Dans son livret La piété liturgique, Dom Lambert développe encore son constat. Il dénonce l’esprit de laïcité qui a contaminé le peuple chrétien et s’est infiltré dans son cœur. Il précise alors son programme en matière de renouveau liturgique : « l’idée maîtresse dont l’action liturgique poursuit la réalisation est celle-ci : faire vivre le peuple chrétien tout entier d’une même vie spirituelle, alimentée au cœur de sa Mère la sainte Eglise. »[8] Or « toutes les manifestations liturgiques extérieures que la piété liturgique inspire, anime et conserve, protestant contre cette sécularisation athée et constituent, au milieu de nous, une constante affirmation du surnaturel et des droits de Dieu. » Son apostolat se réalise désormais par la liturgie. C’est pourquoi il parle d’apostolat liturgique, qui lui apparaît fondamentalement social. « Le culte de l’Église, nous dit-il, sera nécessairement extériorisé ». Il attend alors de la liturgie le moyen de développer profondément le sens social du catholicisme.

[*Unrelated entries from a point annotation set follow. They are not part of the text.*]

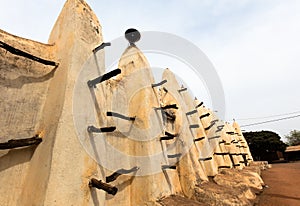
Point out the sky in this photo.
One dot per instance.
(254, 45)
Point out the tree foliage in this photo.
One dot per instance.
(293, 138)
(263, 143)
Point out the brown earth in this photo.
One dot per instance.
(176, 200)
(283, 185)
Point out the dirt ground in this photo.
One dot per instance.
(283, 182)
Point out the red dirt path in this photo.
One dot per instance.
(284, 185)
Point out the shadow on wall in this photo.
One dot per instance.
(15, 157)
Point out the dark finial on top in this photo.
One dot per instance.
(132, 35)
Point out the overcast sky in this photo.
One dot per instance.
(254, 45)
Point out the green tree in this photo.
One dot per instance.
(264, 143)
(293, 138)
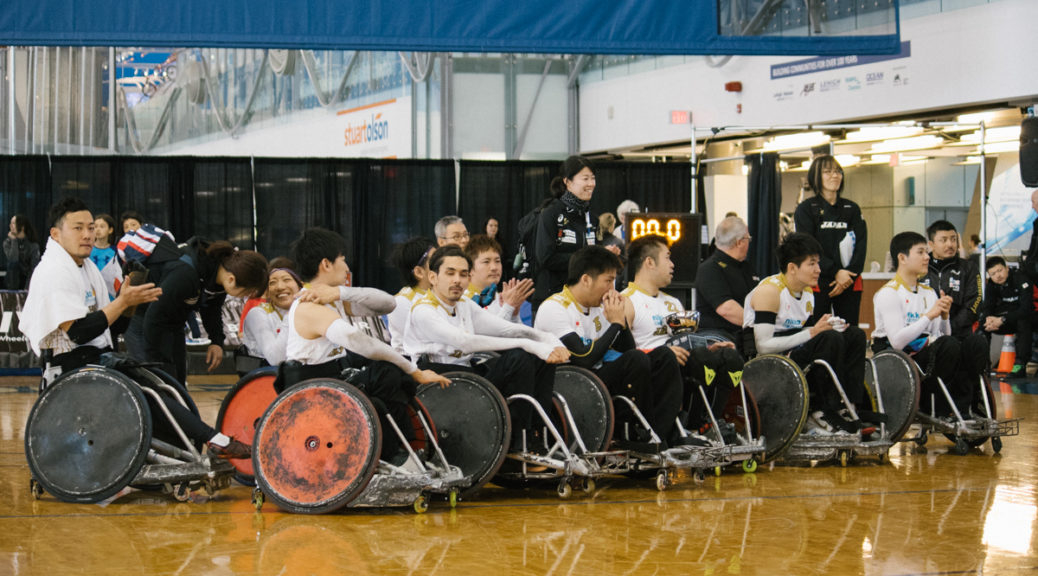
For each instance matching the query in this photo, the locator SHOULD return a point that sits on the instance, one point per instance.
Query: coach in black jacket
(837, 224)
(1008, 308)
(960, 279)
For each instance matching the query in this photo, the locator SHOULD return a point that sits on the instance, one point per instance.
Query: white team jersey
(794, 309)
(898, 307)
(264, 332)
(417, 343)
(650, 329)
(561, 314)
(399, 317)
(317, 351)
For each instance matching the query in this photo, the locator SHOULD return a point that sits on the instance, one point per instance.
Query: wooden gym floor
(932, 513)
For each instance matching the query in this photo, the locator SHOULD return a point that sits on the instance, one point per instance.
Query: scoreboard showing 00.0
(682, 234)
(671, 228)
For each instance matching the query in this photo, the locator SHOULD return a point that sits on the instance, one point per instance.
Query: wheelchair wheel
(900, 382)
(590, 402)
(978, 408)
(317, 446)
(781, 391)
(241, 410)
(734, 413)
(87, 435)
(472, 424)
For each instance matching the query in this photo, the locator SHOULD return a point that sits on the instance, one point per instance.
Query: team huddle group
(454, 307)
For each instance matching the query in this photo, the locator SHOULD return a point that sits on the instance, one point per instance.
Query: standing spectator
(724, 280)
(131, 221)
(564, 226)
(1008, 309)
(492, 227)
(606, 238)
(22, 252)
(623, 210)
(837, 223)
(104, 254)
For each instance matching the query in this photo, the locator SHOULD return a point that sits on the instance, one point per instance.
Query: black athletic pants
(652, 381)
(718, 373)
(515, 372)
(959, 365)
(845, 352)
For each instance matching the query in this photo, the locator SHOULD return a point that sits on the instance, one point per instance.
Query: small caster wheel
(257, 498)
(588, 486)
(35, 489)
(662, 481)
(420, 504)
(182, 492)
(565, 490)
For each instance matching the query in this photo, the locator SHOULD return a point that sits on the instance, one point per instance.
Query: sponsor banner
(380, 130)
(11, 339)
(811, 65)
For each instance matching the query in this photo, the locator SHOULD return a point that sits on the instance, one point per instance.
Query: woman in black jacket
(564, 226)
(837, 223)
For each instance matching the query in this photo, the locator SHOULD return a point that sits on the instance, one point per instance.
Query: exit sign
(681, 116)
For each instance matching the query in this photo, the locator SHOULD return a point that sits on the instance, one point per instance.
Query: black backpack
(525, 261)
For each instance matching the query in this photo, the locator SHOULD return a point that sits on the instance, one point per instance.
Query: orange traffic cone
(1008, 355)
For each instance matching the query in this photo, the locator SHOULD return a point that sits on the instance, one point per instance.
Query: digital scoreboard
(680, 229)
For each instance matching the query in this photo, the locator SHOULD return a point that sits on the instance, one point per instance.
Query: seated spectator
(1008, 308)
(451, 229)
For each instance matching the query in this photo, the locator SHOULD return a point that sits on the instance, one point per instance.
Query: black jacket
(829, 223)
(960, 279)
(187, 277)
(1012, 301)
(561, 231)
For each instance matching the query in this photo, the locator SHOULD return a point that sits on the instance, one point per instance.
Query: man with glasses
(724, 280)
(451, 229)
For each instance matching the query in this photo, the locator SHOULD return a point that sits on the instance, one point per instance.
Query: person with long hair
(837, 223)
(22, 252)
(198, 276)
(564, 226)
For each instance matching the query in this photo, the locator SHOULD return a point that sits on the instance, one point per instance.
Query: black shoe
(836, 420)
(234, 450)
(871, 417)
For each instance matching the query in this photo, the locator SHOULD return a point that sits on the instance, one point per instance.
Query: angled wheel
(87, 435)
(241, 410)
(781, 391)
(900, 382)
(471, 422)
(979, 409)
(591, 404)
(317, 446)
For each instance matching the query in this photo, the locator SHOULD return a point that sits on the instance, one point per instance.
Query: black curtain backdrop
(765, 200)
(504, 191)
(399, 199)
(265, 202)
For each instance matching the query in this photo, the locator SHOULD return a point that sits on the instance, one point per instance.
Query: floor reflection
(919, 513)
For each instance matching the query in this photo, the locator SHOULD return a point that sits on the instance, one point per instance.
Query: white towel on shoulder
(58, 294)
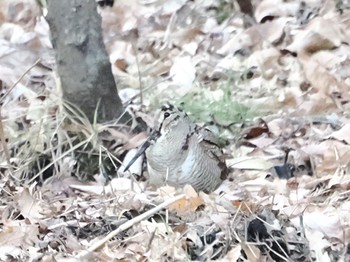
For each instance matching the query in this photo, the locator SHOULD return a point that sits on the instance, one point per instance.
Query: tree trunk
(82, 61)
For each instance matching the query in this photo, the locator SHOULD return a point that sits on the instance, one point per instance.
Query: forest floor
(272, 80)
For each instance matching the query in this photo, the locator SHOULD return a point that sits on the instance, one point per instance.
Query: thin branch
(132, 222)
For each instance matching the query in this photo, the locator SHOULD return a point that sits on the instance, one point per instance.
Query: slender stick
(132, 222)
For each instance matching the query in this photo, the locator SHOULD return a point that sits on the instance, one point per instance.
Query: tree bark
(82, 61)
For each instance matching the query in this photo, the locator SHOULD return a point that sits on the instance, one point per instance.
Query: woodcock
(179, 152)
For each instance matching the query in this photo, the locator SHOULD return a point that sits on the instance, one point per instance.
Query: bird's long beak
(142, 149)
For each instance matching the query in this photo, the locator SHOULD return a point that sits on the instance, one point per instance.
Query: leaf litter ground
(274, 86)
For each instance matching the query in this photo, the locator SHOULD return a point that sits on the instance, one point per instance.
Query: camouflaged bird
(179, 152)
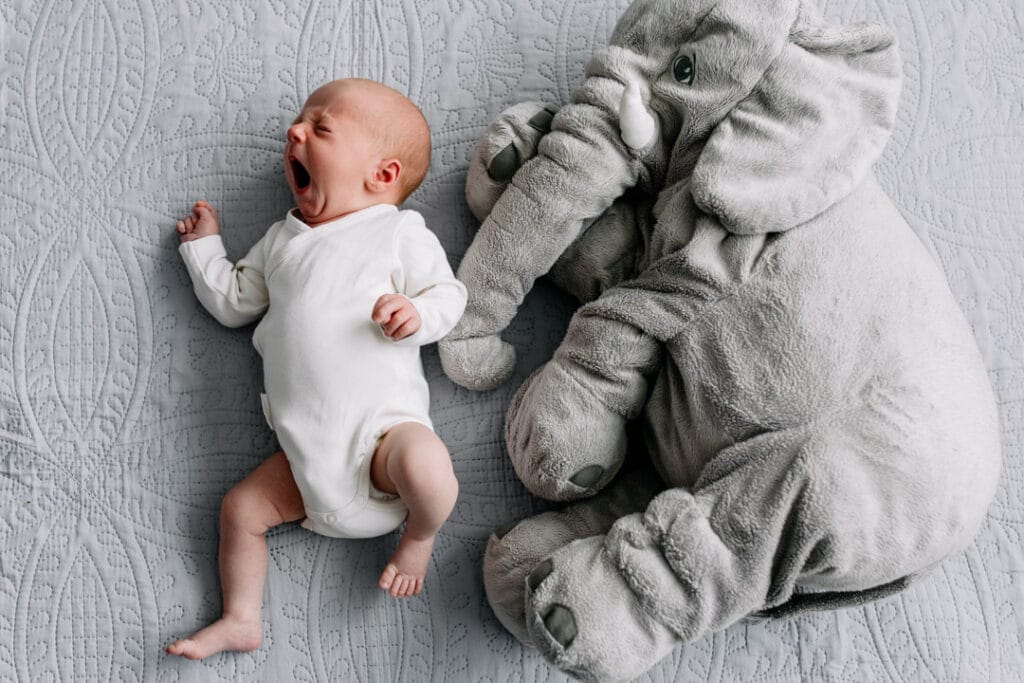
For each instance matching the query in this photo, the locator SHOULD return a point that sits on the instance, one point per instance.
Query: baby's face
(330, 155)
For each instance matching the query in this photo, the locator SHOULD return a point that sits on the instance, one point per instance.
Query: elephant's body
(853, 375)
(811, 397)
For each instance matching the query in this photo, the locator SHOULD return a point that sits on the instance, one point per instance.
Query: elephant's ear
(806, 135)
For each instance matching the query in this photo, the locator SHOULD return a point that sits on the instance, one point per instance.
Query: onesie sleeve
(424, 275)
(236, 295)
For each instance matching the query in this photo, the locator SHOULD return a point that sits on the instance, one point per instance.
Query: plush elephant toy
(817, 425)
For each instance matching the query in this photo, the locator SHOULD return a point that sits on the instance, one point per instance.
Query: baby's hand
(202, 223)
(396, 315)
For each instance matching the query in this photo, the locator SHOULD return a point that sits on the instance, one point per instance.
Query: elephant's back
(848, 318)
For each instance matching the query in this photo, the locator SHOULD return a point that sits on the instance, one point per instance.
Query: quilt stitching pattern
(126, 412)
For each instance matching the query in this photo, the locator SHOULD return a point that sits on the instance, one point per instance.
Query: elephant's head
(761, 113)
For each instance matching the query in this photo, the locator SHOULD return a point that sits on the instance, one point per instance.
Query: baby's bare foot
(224, 634)
(403, 574)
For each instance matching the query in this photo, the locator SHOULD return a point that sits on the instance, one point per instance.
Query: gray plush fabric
(811, 397)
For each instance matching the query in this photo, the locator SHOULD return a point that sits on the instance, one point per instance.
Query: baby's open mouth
(300, 174)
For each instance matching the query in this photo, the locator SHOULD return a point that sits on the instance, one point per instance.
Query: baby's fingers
(203, 209)
(406, 329)
(386, 306)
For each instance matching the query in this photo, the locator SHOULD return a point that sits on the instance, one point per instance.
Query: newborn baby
(351, 287)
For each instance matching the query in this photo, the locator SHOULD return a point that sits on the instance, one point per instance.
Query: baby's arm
(429, 300)
(235, 295)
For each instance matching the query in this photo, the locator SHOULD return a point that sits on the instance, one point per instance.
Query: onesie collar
(349, 218)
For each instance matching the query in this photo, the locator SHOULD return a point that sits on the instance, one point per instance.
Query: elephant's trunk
(582, 166)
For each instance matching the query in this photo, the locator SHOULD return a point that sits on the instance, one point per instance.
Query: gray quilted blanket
(126, 412)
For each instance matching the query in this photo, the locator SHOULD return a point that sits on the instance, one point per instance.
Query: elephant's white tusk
(635, 122)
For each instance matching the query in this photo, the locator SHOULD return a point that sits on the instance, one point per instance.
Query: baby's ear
(385, 177)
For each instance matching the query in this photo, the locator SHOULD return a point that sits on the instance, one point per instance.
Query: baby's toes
(387, 577)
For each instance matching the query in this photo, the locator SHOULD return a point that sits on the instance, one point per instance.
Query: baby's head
(353, 144)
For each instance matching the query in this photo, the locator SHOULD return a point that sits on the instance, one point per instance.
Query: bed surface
(126, 412)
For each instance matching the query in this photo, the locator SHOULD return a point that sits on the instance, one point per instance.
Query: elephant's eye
(683, 69)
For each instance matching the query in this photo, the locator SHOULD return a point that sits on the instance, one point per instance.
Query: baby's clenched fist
(203, 222)
(396, 315)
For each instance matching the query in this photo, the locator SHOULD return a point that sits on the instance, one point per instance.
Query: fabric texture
(127, 411)
(335, 384)
(809, 391)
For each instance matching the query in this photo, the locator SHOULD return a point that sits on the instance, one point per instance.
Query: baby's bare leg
(266, 498)
(413, 462)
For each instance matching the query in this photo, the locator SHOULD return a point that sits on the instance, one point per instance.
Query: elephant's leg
(566, 425)
(809, 506)
(514, 551)
(508, 143)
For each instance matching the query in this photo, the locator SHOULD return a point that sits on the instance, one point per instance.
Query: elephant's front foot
(564, 443)
(477, 363)
(583, 616)
(509, 142)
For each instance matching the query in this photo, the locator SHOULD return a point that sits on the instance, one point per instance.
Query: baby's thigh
(267, 497)
(407, 451)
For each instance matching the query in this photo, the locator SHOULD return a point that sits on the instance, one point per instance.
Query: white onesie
(335, 384)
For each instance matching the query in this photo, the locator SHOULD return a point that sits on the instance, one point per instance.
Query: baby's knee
(242, 508)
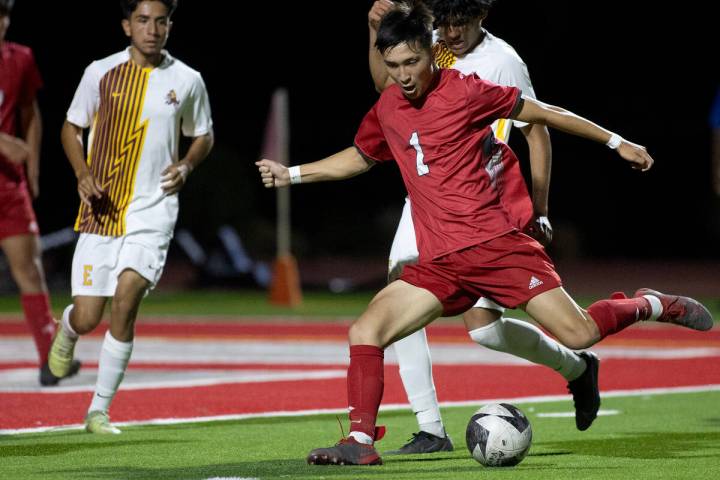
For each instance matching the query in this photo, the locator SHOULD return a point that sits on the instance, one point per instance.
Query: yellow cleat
(60, 359)
(99, 422)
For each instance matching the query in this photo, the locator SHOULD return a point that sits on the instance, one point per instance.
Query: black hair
(130, 6)
(6, 7)
(459, 12)
(410, 22)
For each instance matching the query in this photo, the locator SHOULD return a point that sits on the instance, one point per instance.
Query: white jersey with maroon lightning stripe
(136, 115)
(494, 60)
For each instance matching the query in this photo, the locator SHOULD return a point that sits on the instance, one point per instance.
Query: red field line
(454, 383)
(319, 331)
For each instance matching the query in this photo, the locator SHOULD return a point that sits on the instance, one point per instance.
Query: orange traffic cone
(285, 286)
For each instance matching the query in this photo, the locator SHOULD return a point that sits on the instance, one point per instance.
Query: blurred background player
(136, 102)
(461, 43)
(19, 174)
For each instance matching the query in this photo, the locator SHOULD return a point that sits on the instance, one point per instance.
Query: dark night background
(646, 71)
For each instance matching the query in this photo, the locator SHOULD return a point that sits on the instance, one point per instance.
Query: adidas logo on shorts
(534, 282)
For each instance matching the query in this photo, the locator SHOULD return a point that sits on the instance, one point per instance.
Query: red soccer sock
(365, 382)
(37, 314)
(611, 316)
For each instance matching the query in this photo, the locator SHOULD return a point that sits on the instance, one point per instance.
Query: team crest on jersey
(443, 56)
(171, 98)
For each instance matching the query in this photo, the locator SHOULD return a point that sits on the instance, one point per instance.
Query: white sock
(415, 364)
(361, 437)
(69, 331)
(527, 341)
(114, 358)
(655, 306)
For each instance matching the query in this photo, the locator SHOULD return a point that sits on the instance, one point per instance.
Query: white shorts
(404, 251)
(99, 260)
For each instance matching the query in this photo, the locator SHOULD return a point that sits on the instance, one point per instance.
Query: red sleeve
(31, 82)
(487, 101)
(370, 139)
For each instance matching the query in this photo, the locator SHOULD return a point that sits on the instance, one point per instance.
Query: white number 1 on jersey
(419, 157)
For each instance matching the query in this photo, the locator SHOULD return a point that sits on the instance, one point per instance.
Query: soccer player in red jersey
(435, 124)
(19, 169)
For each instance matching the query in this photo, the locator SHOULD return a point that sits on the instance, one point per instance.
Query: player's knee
(124, 308)
(363, 333)
(84, 319)
(480, 317)
(576, 339)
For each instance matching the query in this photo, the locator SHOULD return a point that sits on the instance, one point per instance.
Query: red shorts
(509, 269)
(16, 214)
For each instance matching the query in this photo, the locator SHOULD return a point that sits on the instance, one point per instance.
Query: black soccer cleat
(424, 442)
(585, 392)
(683, 311)
(347, 451)
(47, 379)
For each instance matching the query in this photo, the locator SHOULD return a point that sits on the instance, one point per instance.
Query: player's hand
(14, 149)
(540, 229)
(273, 174)
(174, 177)
(635, 154)
(89, 188)
(379, 9)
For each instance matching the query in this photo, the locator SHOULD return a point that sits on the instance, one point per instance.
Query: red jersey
(448, 158)
(19, 82)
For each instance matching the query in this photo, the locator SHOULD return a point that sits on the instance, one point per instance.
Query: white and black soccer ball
(498, 435)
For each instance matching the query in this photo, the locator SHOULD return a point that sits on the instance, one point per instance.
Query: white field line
(390, 407)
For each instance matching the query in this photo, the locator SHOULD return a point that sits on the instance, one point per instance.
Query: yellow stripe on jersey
(118, 140)
(446, 59)
(502, 130)
(443, 56)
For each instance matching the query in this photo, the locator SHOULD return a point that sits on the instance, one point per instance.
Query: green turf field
(655, 437)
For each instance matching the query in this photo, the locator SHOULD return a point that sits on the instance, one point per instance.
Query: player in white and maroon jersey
(435, 124)
(136, 103)
(461, 43)
(20, 138)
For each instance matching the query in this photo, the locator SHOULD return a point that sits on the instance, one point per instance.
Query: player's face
(148, 27)
(462, 37)
(411, 68)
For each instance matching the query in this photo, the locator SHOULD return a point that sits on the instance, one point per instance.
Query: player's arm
(13, 148)
(88, 186)
(175, 175)
(31, 132)
(378, 70)
(534, 111)
(344, 164)
(540, 152)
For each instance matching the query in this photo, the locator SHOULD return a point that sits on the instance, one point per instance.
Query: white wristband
(295, 176)
(615, 141)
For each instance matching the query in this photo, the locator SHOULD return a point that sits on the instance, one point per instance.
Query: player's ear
(126, 26)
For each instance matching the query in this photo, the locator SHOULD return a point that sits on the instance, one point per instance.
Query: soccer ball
(498, 435)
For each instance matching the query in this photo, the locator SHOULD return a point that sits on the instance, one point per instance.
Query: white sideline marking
(601, 413)
(140, 380)
(384, 408)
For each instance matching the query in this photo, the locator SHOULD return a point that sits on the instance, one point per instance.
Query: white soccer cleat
(99, 422)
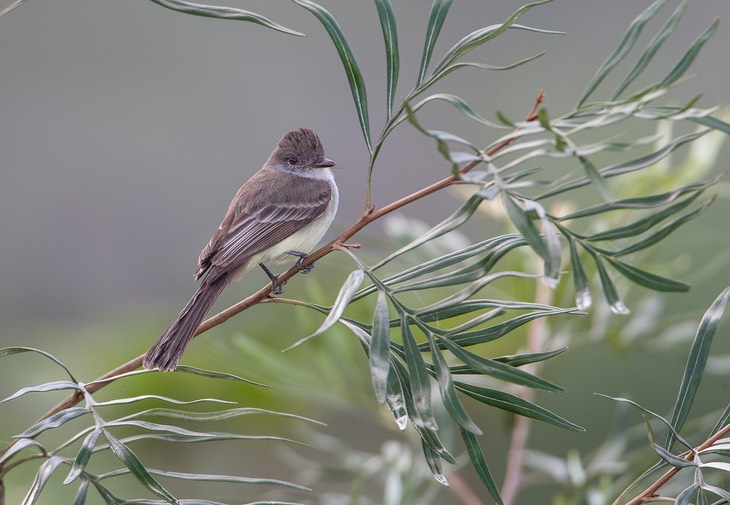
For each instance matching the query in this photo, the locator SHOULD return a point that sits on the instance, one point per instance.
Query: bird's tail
(166, 353)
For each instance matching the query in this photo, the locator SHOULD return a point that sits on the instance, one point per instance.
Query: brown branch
(651, 492)
(262, 294)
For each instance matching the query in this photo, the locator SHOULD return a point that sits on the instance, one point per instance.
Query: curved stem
(370, 215)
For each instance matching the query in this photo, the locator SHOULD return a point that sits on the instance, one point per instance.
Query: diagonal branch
(262, 294)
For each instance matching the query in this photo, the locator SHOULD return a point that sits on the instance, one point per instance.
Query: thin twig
(262, 294)
(649, 493)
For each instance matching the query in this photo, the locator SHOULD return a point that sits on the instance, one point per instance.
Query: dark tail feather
(166, 353)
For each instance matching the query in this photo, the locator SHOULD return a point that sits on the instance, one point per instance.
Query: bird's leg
(305, 269)
(276, 288)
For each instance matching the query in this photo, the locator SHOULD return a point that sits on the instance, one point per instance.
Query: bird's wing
(262, 216)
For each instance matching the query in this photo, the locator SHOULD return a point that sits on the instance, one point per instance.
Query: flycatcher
(284, 209)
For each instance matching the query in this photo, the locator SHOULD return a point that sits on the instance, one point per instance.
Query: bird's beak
(324, 163)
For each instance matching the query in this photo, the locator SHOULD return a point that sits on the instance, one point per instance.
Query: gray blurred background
(125, 129)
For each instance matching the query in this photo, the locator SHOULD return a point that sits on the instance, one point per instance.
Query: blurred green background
(125, 129)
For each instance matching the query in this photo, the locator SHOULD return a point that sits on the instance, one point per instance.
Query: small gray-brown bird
(284, 209)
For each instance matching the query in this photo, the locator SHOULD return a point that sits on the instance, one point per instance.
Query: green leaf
(480, 36)
(615, 303)
(515, 404)
(434, 463)
(200, 477)
(580, 280)
(648, 279)
(448, 393)
(497, 369)
(683, 64)
(653, 414)
(220, 12)
(626, 166)
(54, 421)
(380, 348)
(479, 462)
(347, 291)
(624, 47)
(663, 232)
(17, 446)
(673, 460)
(354, 76)
(214, 374)
(436, 18)
(419, 380)
(696, 362)
(48, 386)
(136, 468)
(459, 104)
(651, 50)
(83, 456)
(9, 351)
(44, 473)
(390, 37)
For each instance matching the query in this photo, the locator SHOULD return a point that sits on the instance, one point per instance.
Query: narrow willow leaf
(663, 232)
(125, 401)
(526, 359)
(18, 446)
(643, 225)
(524, 225)
(626, 166)
(580, 280)
(712, 122)
(685, 497)
(675, 461)
(9, 351)
(380, 348)
(226, 478)
(648, 279)
(54, 421)
(220, 12)
(215, 415)
(683, 64)
(615, 303)
(459, 104)
(83, 456)
(644, 202)
(480, 36)
(516, 405)
(392, 60)
(720, 424)
(448, 394)
(497, 331)
(458, 218)
(651, 50)
(418, 375)
(497, 369)
(696, 363)
(553, 252)
(653, 414)
(347, 291)
(436, 18)
(479, 462)
(434, 463)
(354, 76)
(624, 47)
(395, 400)
(136, 468)
(82, 492)
(41, 477)
(43, 388)
(214, 374)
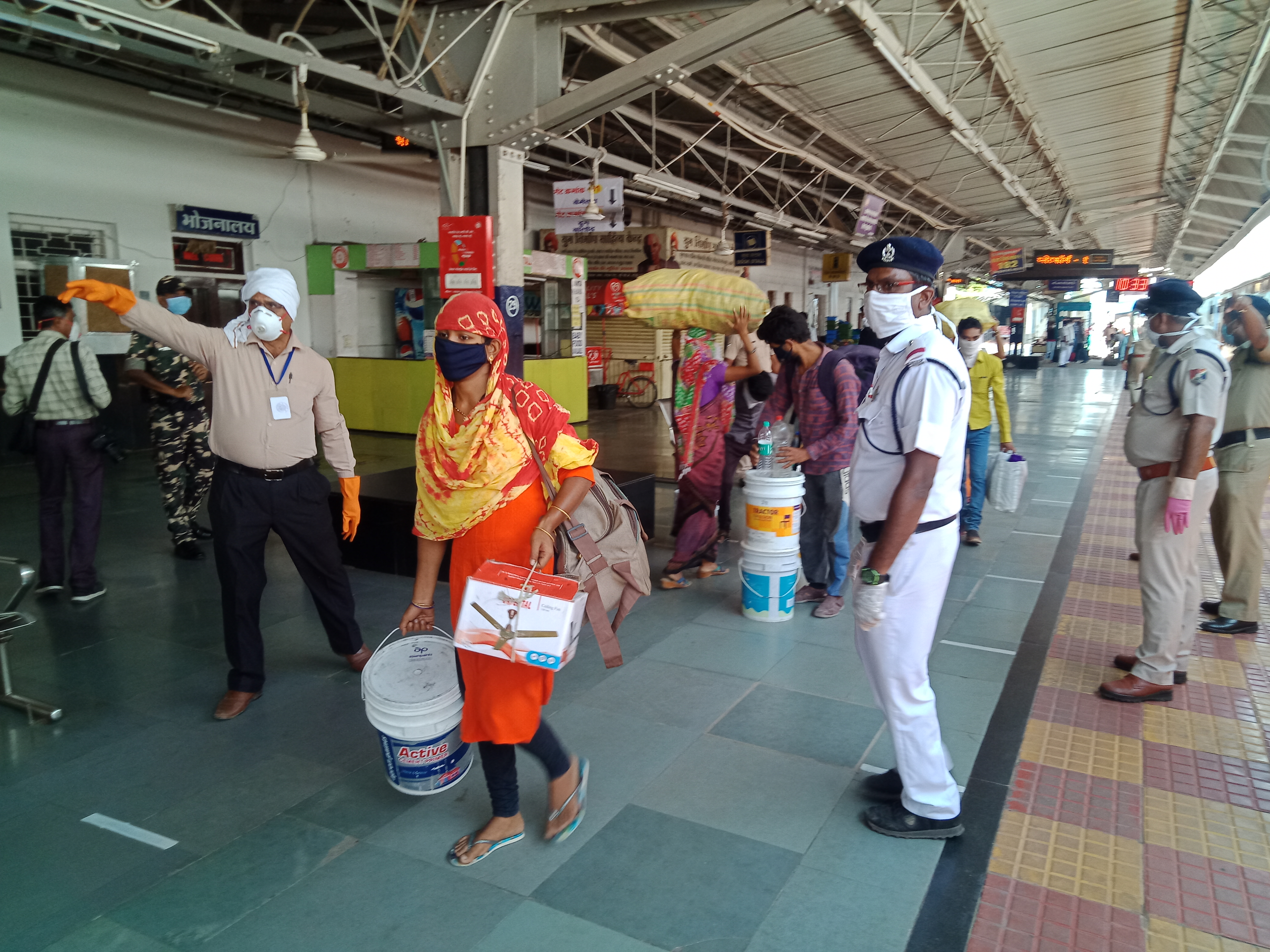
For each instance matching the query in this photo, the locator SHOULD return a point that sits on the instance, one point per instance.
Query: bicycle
(638, 389)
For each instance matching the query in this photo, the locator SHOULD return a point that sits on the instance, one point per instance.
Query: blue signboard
(214, 221)
(752, 248)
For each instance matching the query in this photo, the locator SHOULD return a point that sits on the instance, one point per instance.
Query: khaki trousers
(1169, 575)
(1243, 477)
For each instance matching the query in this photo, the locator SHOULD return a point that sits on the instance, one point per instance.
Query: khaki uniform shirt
(1249, 403)
(1189, 377)
(244, 426)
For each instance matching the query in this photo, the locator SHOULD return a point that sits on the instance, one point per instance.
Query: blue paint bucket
(413, 701)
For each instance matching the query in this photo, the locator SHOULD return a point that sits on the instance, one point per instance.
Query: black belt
(872, 531)
(1230, 440)
(271, 475)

Toujours dans La piété liturgique, Dom Lambert définit les deux finalités de la liturgie : la glorification de Dieu et la sanctification des hommes.

La liturgie présente alors trois caractères. Elle est d’abord « latreutique ». Ce terme vient de « latrie » qui désigne l’adoration de Dieu. Celle-ci domine dans le culte de l’Église en vue de la gloire de Dieu. Dom Lambert l’oppose au culte privé qui devient très facilement centré sur des préoccupations et des intérêts individuels. La liturgie est aussi « didactique ». Elle enseigne la doctrine de Notre Seigneur Jésus-Christ « avec une puissance incomparable » en vue de la sanctification des fidèles. Enfin, la liturgique est sanctifiante en produisant la grâce par les sacrements et en nous disposant à la recevoir « par les sentiments de la foi, de confiance et de componction qu’elle excite en nous. »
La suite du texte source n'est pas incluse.